Angels Get Bleaker by the Game : Baseball: They lose for the eighth time in nine games as A’s prevail, 5-4. It’s McCaskill’s 10th loss in his last 12 decisions.


Dave Parker said he would leave Anaheim Stadium with his head up after the Angels’ 5-4 loss to the Oakland Athletics Friday night.

Pride might be all that’s left for the Angels to salvage from this season.

Their eighth loss in nine games and 22nd in their last 31 dropped the Angels 12 games behind the division-leading Minnesota Twins and 3 1/2 games out of sixth place.


“We played hard. That’s 90% of the battle,” said Parker, whose three-run home run in the sixth inning trimmed a 5-1 Oakland lead to 5-4.

But hopes of completing the comeback were quashed when Rick Honeycutt pitched 1 2/3 perfect innings and Dennis Eckersley pitched a perfect ninth to earn his 31st save and keep the A’s four games behind the Twins.

“We were in it until the last out of the ninth and we put forth a good effort,” Parker said. “We don’t feel good about it--nobody feels good about losing. We at least played good, aggressive baseball. We just fell short.”

Before a crowd of 41,169, they got off to a fast start when Luis Polonia, a former Oakland player, came all the way home on a hit off the end of his bat. The inside-the-park home run was the second of Polonia’s career and the 19th in club history. He

never hesitated after the ball took an odd carom off the left-field wall and bounced away from Rickey Henderson, who fell to one knee.

Although Henderson’s misplay could have rattled Dave Stewart (9-6), who is struggling after winning 84 games the past four seasons, the Oakland starter said it didn’t bother him.

“I didn’t give it much thought.
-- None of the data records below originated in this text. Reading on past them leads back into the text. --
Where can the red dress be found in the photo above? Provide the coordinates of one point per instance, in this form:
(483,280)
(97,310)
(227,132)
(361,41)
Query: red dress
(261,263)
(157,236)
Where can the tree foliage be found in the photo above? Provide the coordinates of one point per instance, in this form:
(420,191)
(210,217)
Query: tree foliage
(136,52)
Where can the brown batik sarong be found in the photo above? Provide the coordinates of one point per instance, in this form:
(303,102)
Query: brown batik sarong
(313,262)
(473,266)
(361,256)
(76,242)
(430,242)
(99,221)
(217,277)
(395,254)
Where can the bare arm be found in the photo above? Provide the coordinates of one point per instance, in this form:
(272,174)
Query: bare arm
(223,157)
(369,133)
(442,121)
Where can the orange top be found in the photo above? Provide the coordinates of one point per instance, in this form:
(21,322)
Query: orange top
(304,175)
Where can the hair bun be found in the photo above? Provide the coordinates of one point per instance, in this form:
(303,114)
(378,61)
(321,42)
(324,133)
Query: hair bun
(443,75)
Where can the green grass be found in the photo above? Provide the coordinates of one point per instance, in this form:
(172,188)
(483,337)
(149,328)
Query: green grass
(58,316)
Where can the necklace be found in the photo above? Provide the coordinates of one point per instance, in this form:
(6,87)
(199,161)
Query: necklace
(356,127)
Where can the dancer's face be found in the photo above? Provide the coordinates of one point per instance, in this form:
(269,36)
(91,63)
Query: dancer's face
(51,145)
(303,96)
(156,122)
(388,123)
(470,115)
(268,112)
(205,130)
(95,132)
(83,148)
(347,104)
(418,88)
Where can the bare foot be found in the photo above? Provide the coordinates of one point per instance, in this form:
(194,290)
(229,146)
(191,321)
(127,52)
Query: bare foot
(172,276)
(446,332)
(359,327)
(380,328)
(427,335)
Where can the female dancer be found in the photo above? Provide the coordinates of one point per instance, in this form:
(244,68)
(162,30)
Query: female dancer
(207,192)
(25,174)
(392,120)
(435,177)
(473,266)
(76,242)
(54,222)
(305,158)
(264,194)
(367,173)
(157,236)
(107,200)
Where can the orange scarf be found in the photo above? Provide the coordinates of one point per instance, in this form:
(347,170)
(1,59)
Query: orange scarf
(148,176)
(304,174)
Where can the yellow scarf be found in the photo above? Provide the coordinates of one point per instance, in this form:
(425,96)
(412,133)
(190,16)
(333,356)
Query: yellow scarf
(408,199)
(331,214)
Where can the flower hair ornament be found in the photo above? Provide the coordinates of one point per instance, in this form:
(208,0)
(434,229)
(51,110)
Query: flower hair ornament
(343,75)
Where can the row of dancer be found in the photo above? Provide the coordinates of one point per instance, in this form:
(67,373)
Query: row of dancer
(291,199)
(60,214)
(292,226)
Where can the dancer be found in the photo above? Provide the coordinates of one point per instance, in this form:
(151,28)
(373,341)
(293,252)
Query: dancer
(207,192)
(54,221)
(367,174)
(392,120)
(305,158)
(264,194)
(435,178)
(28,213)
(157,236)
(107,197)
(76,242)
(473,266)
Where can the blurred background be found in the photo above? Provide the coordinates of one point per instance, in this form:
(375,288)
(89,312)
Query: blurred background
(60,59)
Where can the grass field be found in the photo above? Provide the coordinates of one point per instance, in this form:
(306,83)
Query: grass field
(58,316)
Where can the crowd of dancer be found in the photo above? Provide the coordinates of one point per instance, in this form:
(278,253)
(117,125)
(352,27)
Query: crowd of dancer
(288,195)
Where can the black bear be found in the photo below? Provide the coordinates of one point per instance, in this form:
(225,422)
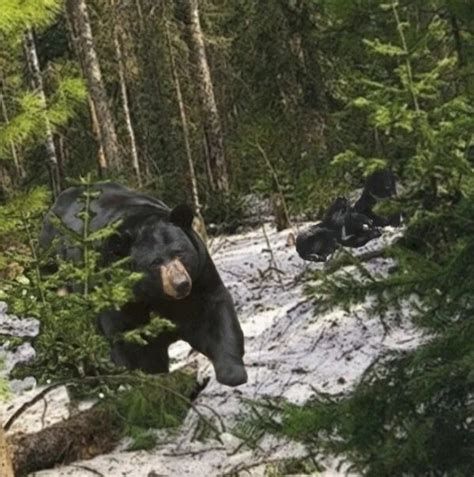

I don’t mind aggressive mistakes like Rickey’s,” Stewart said. “He just misplayed the ball. It was just an aggressive error.”

Polonia, whose other inside-the-park home run came against the New York Yankees--his other former team--had no comment after the game. He was thrown out at second twice by Oakland catcher Terry Steinbach, in the third after he singled to center and again in the sixth after he walked.

Kirk McCaskill (8-15) was unable to protect the lead. Jose Canseco led off the fourth with his 31st home run, a drive into the right-field seats that he paused to admire before he circled the bases, and the A’s surged ahead on back-to-back doubles by Harold Baines and Steinbach. A sacrifice fly provided the third run, and Oakland added two more in the fifth. After McCaskill walked Canseco and Baines, Steinbach lined a double down the left-field line, signaling the end of McCaskill’s outing.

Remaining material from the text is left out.